Kyle has been working with computers professionally since 1995 in both a development and administrative capacity. For over 10 of those years, SQL Server has been the focus of both a professional and personal passion. Kyle has worked in online retail, manufacturing, EMR software, and pharmaceutical industries. Kyle joined PTI in 2011 as a Senior Microsoft Consultant where he continues to chase his passion of automating DBA processes and doing everything humanly possible to prevent the 0200 page. Kyle serves as the Vice-President of the Indianapolis chapter of PASS (www.indypass.org) and served on the committee to bring SQL Saturday to Indianapolis. He shares his passion for SQL Server with others through speaking and mentoring at local and regional events.
A while back, my young son thought it would be fun to use a CD as a virtual surfboard on our kitchen floor. While he was a very proud boy, all I could think of was how much that CD cost and how unlikely it was that we were going to ever be able to listen to it again.
As my kids got older, I found significant value in exercising my right to make a copy my children’s CDs for personal use. It became part of the process of buying a new CD to copy it and put the original in a safe place – far away from little hands. If the CD copy gets scratched or otherwise destroyed, it is as simple as pulling out the original and making another copy.
We use these copies extensively and, while we encourage treating them properly, life happens. They get left outside, in the car, under the couch, you get the picture. Similarly, we use TempDB extensively, and ever more so as more features of SQL Server use TempDB internally.
In SQL 2008R2 and older, TempDB had to be on a shared disk when implementing SQL Server in a cluster.
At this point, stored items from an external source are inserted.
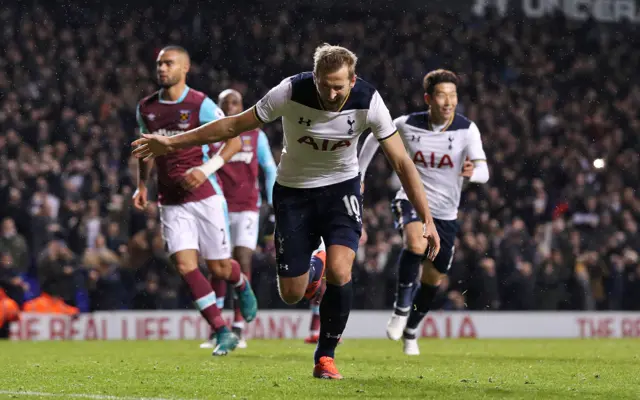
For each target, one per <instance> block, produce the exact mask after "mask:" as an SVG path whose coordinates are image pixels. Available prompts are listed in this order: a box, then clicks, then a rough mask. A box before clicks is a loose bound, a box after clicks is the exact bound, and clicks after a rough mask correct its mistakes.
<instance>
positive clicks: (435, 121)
mask: <svg viewBox="0 0 640 400" xmlns="http://www.w3.org/2000/svg"><path fill="white" fill-rule="evenodd" d="M429 119H430V122H431V125H434V126H442V125H446V124H447V123H448V122H449V118H445V117H443V116H440V115H437V116H436V115H433V113H430V115H429Z"/></svg>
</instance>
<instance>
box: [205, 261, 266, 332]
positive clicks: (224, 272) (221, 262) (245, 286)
mask: <svg viewBox="0 0 640 400" xmlns="http://www.w3.org/2000/svg"><path fill="white" fill-rule="evenodd" d="M207 267H208V268H209V270H210V271H211V274H212V275H213V276H214V277H216V278H218V279H224V280H226V281H227V282H228V283H229V284H231V285H232V286H233V288H234V291H235V294H236V297H237V299H238V302H239V305H240V312H241V313H242V316H243V317H244V319H245V321H247V322H251V321H253V320H254V319H255V317H256V315H257V313H258V301H257V299H256V296H255V294H254V293H253V289H252V288H251V284H250V283H249V280H248V279H247V278H246V277H245V275H244V274H243V273H242V272H241V270H240V264H238V262H237V261H236V260H233V259H226V260H207Z"/></svg>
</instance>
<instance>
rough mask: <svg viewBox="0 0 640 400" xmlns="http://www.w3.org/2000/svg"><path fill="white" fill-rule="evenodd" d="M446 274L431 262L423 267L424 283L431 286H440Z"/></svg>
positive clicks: (423, 281) (424, 264)
mask: <svg viewBox="0 0 640 400" xmlns="http://www.w3.org/2000/svg"><path fill="white" fill-rule="evenodd" d="M443 276H444V274H442V273H441V272H440V271H438V270H437V269H436V267H435V266H434V265H433V264H432V263H429V262H426V263H425V264H424V265H423V269H422V279H421V280H422V283H426V284H427V285H431V286H438V285H440V282H441V281H442V278H443Z"/></svg>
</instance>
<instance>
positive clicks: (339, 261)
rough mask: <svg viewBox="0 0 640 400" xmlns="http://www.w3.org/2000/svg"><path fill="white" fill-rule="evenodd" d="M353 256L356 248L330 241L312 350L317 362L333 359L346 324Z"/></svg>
mask: <svg viewBox="0 0 640 400" xmlns="http://www.w3.org/2000/svg"><path fill="white" fill-rule="evenodd" d="M356 243H357V242H356ZM354 259H355V251H353V250H352V249H351V248H349V247H346V246H342V245H333V246H330V247H329V248H328V250H327V272H326V274H327V288H326V289H325V292H324V296H323V298H322V302H321V303H320V336H319V338H318V346H317V347H316V351H315V354H314V361H315V363H316V365H318V364H320V363H321V362H320V360H321V359H322V358H323V357H328V358H330V359H331V360H333V358H334V357H335V349H336V347H337V346H338V343H339V342H340V338H341V337H342V333H343V332H344V328H345V327H346V325H347V321H348V319H349V314H350V312H351V306H352V302H353V285H352V282H351V267H352V265H353V260H354Z"/></svg>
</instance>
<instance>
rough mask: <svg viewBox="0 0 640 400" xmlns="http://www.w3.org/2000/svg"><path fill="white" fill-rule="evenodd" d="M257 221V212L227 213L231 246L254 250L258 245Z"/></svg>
mask: <svg viewBox="0 0 640 400" xmlns="http://www.w3.org/2000/svg"><path fill="white" fill-rule="evenodd" d="M259 219H260V214H259V213H258V211H241V212H234V213H229V221H230V231H231V246H232V247H234V248H235V247H245V248H247V249H250V250H255V249H256V246H257V244H258V231H259Z"/></svg>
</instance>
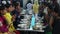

This may not seem like a big deal, but think back to the CD analogy. Our user databases are like the original CDs. We need to keep them protected and safe from the children. We keep the databases spread across redundant disks for the highest resiliency. We configure security to be certain that only those who are responsible enough can touch the databases. TempDB is like the copies. Anyone can use it and it gets used all the time by both users and by the system. We have little concern and generally little control over how TempDB gets used.
With the shared disk requirement for TempDB, we have to treat our CD copies in a similar fashion as the originals (the user databases). The data is redundantly protected and, in several cases, spread across the same disks as the user data. Getting the performance necessary out of TempDB in some cases was difficult.
In SQL 2012, this has been changed. A very useful feature of SQL 2012 is the ability to put TempDB on a local disk, even when implementing SQL Server on a cluster. This prevents the use of expensive SAN storage for something temporary and volatile. It also introduces the ability to significantly increase performance of some key functionality of SQL Server (Snapshot Isolation, sorts, hash, CheckDB, etc.) by opening up more high-performance options in the local box. SAN based SSD is possible for shared storage, however, enterprise class shared SSD is still incredibly expensive. Local SSD is not as cheap as spinning disk, but is cheaper, and in some cases, faster than SAN based SSD.
Moving TempDB local is not the ultimate solution for all environments and the significance of this feature may not be universal. However, it is another very useful tool in the DBA toolbox that has the potential to reduce the cost of and increase the performance of a SQL Server deployment.